The Office of Iron in the Blood.—Iron exists in the blood in the red corpuscles, and gives them color and the power of absorbing gases. The fact that peroxide of iron is one of the readiest absorbents of gases, and parts with them as readily on exposure in thin layers to the air, so that it can be used over and over again for that work, gives a clew to its special function in the red corpuscles of the blood. It enables them readily to absorb oxygen as they pass along the minute blood-vessels of the lungs, and to carry it to all parts of the body, where they part with it as it is demanded. It is supposed, also, to take up carbonic acid in exchange for the oxygen it yields up, and to convey to the lungs that portion of this substance which is expired. If this be its double function, it is one the importance of which can hardly be exaggerated; for it is, in effect, to be the vehicle to all parts of the organism of that which makes them vital, while it also removes the waste of their life, which would otherwise clog their activity. The chemical changes in the life of plants are effected by means of the iron which is contained in the chlorophyl by processes that differ in particulars, but are dependent on the same absorption principle of the peroxide. Thus "it is an interesting coincidence that iron should be the active agent in both animal and vegetable life for the assimilation of the air substances required for their existence; and that at the same time it should be intimately connected with the production of the distinctive color of the blood and of the foliage of plants."

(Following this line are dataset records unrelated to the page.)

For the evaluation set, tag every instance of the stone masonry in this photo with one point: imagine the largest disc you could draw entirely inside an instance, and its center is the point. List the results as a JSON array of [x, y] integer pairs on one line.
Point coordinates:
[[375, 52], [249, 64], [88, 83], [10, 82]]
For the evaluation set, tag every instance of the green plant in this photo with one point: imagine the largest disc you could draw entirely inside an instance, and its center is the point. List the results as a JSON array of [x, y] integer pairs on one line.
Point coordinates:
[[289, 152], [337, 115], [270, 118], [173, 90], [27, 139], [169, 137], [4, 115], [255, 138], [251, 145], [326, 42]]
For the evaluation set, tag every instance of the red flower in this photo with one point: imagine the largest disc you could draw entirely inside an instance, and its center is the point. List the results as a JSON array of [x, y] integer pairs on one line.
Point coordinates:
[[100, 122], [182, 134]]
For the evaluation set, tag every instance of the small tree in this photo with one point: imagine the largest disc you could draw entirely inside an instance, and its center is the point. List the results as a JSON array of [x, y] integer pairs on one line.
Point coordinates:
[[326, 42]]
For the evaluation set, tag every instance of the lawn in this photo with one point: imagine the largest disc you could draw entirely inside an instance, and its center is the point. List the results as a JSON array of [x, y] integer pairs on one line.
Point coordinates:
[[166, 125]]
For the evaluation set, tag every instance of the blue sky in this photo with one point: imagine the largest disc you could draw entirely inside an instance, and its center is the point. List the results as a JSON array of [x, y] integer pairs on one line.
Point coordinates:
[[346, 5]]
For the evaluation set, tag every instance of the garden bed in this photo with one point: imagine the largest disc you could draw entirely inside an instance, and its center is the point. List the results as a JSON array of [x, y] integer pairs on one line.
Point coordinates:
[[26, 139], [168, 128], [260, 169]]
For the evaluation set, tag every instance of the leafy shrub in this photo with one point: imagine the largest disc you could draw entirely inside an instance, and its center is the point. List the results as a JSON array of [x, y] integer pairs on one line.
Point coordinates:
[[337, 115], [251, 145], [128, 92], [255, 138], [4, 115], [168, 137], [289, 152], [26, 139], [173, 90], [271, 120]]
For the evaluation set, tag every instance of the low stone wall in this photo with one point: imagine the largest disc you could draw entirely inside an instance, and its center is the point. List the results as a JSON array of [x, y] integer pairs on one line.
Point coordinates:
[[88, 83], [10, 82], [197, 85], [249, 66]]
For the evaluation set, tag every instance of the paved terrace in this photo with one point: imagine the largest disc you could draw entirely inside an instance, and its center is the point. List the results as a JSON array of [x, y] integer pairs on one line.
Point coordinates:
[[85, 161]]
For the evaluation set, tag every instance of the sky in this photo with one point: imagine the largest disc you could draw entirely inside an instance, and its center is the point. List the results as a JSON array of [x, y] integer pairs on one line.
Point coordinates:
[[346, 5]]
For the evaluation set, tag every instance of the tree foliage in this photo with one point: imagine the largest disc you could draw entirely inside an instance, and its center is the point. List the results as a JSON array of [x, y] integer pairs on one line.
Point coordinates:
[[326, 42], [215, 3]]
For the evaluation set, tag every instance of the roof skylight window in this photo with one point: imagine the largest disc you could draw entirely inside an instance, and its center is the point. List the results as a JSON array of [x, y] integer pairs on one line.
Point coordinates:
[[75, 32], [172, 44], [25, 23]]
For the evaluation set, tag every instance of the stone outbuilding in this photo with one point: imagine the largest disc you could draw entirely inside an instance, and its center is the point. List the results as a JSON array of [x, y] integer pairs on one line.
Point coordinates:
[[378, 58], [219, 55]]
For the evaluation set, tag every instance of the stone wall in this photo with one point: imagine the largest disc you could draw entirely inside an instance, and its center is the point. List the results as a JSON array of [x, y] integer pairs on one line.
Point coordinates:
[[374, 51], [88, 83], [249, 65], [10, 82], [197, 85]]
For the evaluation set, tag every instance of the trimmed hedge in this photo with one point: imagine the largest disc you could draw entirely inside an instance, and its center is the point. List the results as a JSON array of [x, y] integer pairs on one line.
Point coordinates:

Iron Railway-Ties.—Iron sleepers or cross-ties have been in use for many years on the railroads of India, and have proved as free from liability to accident as wooden ties. The East India Railroad has more than one thousand miles laid with them, and is adding to the length every year. It runs the fastest and heaviest trains on the peninsula, and has enjoyed an almost proverbial immunity from accidents. The "bowl sleeper" appears to be the standard type, although it was once condemned. It lies more steadily and is less liable to horizontal displacement than any wooden sleeper. It, however, makes the track too rigid, and is not suitable for high speed, and is likely to be discontinued again. A tie called the "D and O sleeper" gives a more elastic track, and is more conveniently packed than the hollow sleepers.